I heard a better explanation recently   (at a history conference, of course)   which gets to the heart of the matter.   If you are not looking directly at the person speaking,  it allows you to listen,  or in Native parlance,   “opens your ears” to the message.

Here’s another example:   the Lakota believe that you can only claim ownership of something you made yourself.   Therefore it is impossible to own the earth,  air,  or water because you hadn’t made it.   (The contrast with EuroAmericans on this subject is mind-boggling.)

The buffalo,  of course,  were central to the traditional Plains Indians culture.   As long as buffalo herds roamed the northern plains,  the people and the culture thrived.   The people appreciated their good fortune,  and built elaborate rituals surrounding buffalo hunts,  praying for a successful hunt before,  and offering thanks and sacrifices following.   It was an exchange.   The buffalo gave their lives “that the people might live”.

Unfortunately,  non-Indians saw only their dependence on the buffalo,  and decided that the only way to clear the land of “predatory” Indians was to kill all the buffalo.

Coupled with government boarding schools designed to “kill the Indian,  save the child”,  they very nearly succeeded.   But today the buffalo are no longer on the endangered species list,  and Native American populations are out-pacing growth in every other demographic.   And they are young:   42% of the American Indian population is 24 years or younger.   (Source: American Indian College Fund)

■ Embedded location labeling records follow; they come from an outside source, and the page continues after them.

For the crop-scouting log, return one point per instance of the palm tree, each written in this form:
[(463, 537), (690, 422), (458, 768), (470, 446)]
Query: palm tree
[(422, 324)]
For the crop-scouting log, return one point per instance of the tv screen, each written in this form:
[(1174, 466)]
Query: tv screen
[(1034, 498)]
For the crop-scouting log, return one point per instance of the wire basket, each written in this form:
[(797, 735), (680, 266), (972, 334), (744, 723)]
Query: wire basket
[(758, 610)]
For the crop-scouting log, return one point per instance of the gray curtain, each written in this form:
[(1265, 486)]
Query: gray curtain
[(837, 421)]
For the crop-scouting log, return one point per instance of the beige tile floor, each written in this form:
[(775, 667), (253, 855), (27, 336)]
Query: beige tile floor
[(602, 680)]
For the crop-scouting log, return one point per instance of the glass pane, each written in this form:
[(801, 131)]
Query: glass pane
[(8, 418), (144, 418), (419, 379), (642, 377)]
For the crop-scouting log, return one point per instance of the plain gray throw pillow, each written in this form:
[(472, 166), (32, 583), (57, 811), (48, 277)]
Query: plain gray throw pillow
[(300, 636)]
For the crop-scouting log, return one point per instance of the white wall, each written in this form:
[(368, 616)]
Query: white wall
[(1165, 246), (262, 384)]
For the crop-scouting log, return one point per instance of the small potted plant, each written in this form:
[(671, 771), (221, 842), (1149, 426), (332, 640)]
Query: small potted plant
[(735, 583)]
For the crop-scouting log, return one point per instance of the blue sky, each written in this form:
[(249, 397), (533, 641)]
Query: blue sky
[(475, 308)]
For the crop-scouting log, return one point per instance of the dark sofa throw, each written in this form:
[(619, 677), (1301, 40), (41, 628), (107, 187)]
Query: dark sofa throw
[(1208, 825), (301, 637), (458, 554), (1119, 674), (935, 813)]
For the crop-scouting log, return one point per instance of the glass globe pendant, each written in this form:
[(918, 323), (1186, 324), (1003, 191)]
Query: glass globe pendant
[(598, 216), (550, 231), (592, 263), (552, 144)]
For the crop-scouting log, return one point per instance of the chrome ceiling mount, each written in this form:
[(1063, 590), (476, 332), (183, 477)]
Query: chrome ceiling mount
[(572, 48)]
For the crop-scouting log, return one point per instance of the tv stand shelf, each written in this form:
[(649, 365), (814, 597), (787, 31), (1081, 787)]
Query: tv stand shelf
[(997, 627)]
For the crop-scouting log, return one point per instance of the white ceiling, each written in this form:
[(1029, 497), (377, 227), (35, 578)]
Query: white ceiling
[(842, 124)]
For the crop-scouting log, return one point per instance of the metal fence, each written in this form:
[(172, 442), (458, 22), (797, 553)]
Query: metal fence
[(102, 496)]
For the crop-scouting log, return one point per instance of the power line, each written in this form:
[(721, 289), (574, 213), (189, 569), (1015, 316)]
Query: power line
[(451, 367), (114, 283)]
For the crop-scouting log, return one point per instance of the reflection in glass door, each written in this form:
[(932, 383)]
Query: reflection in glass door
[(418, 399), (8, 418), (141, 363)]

The “bloodthirsty” Sioux  –  the most populous tribe on the northern plains  –  have miraculously survived broken treaties,  genocide,  the slaughter of their most important source of sustenance,  egregious Bureau of Indian Affairs policies,  and government boarding schools.

And watch out,  world.   These proud indigenous survivors just may become that brown “threat” to old white men who so fear losing their dominance in America!

CODA:

A more recent example:   The current coronavirus pandemic has hit the Navajo Reservation  (covering parts of Arizona, New Mexico and Utah)  especially hard.   As the media has slowly discovered this unusual enclave,  they have also managed to communicate the very different way that Natives view their elders.   The white culture (to our ever-lasting shame) seems to believe that old people are expendable,  as if their years of learning,  of building and preserving the culture are over anyway,  so save yourselves!

The Navajo however,  treasure their Elders because they have the knowledge.   If they die,  the culture will be lost.   Despite poverty,  lack of running water,  and many other obstacles in their lives,   what they most fear is losing the Elders.